Ortega: Während meines Tec-Studiums habe ich an einem Studentenaustauschprogramm teilgenommen, das mich nach Villingen-Schweningen, einem Campus der Hochschule Furtwangen, geführt hat.
H-BRS: Oh je, das klingt hart: von Mexico City nach Villingen-Schweningen.
Ortega (lacht): Ja, es ist ziemlich klein. Aber mir hat es in Deutschland wirklich gut gefallen. So reifte in meinen Jahren in der Wirtschaftsförderung die Idee, einen Master zu machen, am liebsten ohne Studiengebühren. Deutschland bot sich an, zumal ich mich schon ein wenig auskannte, ein wenig Deutsch sprach und es mir dort gefallen hatte. Ich suchte nach einem Robotik-Studiengang mit einem DAAD-Stipendium und kam so an die Hochschule Bonn-Rhein-Sieg. Während meines Masters habe ich in Bonn gewohnt, erst als ich angefangen habe zu arbeiten, bin ich nach Köln gezogen, weil ich das Leben in einer "großen" Stadt vermisst habe.
H-BRS: Und nach Deinem Master-Abschluss hast Du Dich entschieden zu bleiben...
Ortega: Ja, ich war daran interessiert, nach meiner Dissertation zu promovieren und bekam eine Stelle als wissenschaftlicher Mitarbeiter bei H-BRS in einem Projekt angeboten, das eng mit meinen Forschungsinteressen verbunden war. Ich bin froh, dass ich das gemacht habe, denn ich mag meine Kollegen und meine Arbeit hier sehr, und wir haben viele Bereiche gefunden, in denen wir zusammenarbeiten können.

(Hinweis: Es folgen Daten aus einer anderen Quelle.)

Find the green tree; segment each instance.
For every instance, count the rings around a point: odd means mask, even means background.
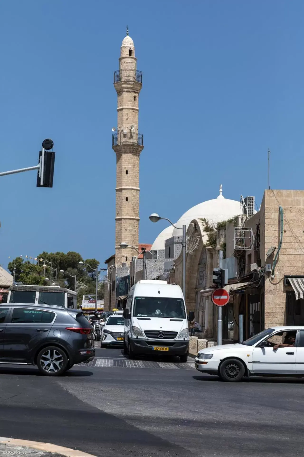
[[[43,267],[36,264],[31,263],[23,259],[16,257],[15,260],[10,262],[8,269],[12,275],[15,269],[15,279],[16,282],[21,282],[31,286],[39,286],[45,284],[43,276]]]

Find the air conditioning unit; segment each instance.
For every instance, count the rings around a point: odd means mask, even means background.
[[[254,214],[254,197],[245,197],[244,199],[243,213],[247,216]]]

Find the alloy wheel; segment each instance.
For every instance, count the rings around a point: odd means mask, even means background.
[[[56,373],[61,369],[63,357],[57,351],[51,349],[44,352],[40,358],[42,369],[48,373]]]
[[[228,363],[225,367],[225,372],[228,377],[233,379],[239,374],[240,367],[237,363]]]

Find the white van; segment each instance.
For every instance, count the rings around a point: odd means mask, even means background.
[[[179,356],[186,362],[189,336],[186,308],[179,286],[142,280],[132,287],[125,308],[124,350],[135,354]]]

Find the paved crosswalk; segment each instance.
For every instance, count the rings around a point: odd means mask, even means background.
[[[95,357],[88,363],[79,363],[78,367],[94,367],[98,368],[165,368],[170,370],[195,370],[194,362],[185,363],[172,362],[156,362],[146,360],[129,360],[124,357],[103,358]]]

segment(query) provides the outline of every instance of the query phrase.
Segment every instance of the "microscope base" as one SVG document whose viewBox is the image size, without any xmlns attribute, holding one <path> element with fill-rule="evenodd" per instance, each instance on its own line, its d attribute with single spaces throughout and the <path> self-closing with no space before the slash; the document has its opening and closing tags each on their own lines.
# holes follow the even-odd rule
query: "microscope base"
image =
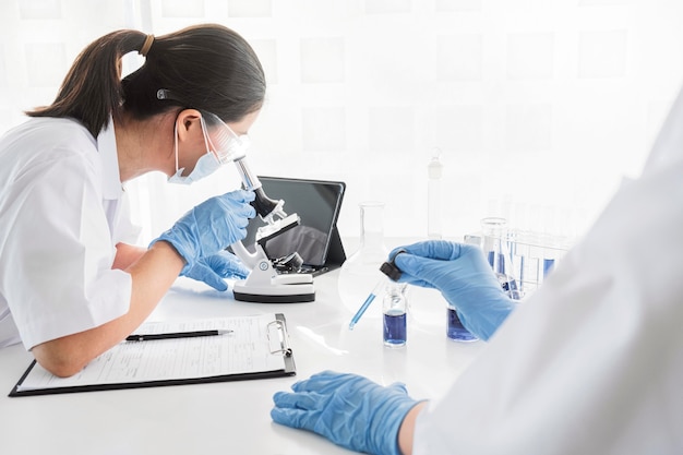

H-BRS: Gibt es etwas, das Du an Deutschland besonders magst?
Ortega: Ich mag das öffentliche Zugsystem sehr.
H-BRS: Interessant. Viele Deutsche finden es eher mangelhaft, unzuverlässig und unpünktlich. Was gefällt Dir daran?
Ortega: Es existiert. In Mexiko haben wir im Grunde keine Personenzüge, abgesehen von der Metro in ein paar Städten und ein paar Touristenzügen. Hier benutze ich ständig Züge und Straßenbahnen und brauche überhaupt kein Auto. Ich finde es schön, dass ich nach der Arbeit nicht im Stau stehen muss und stattdessen viel mehr Zeit zum Lesen habe.
H-BRS: Du lebst in Köln, gibt es in der Stadt gute mexikanische Restaurants?
Ortega: Es gibt ein paar Restaurants die okay sind, aber die servieren eher TexMex als authentisches Essen, deshalb koche ich meistens lieber. Es gibt eine Handvoll mexikanischer Supermärkte, in die ich gehe, um Maistortillas zu kaufen, die nicht die sind, die man in einem durchschnittlichen deutschen Supermarkt findet. Man kann sogar Maismehl kaufen und sie selbst machen, wenn man die Zeit dazu hat. Ich finde es lustig, dass ich die meisten traditionellen mexikanischen Rezepte, die ich kochen kann, hier in Deutschland gelernt habe.
H-BRS: Du hast in Mexiko kein mexikanisches Essen gekocht?
Ortega: Wir kochen zu Hause nicht unbedingt das, was man als "traditionelles" mexikanisches Essen bezeichnen würde. Tacos sind ein sehr gutes Beispiel dafür: Es gibt so viele "Taquerias" oder Taco-Restaurants oder -Stände, mit ihrem eigenen Tortilla-Stil, ihren eigenen geheimen Rezepten und Salsas, und das zu einem so niedrigen Preis, dass man das zu Hause eigentlich gar nicht ausprobieren muss!
H-BRS: Vielen Dank für das Interview Argentinien und viel Erfolg bei Deiner Doktorarbeit!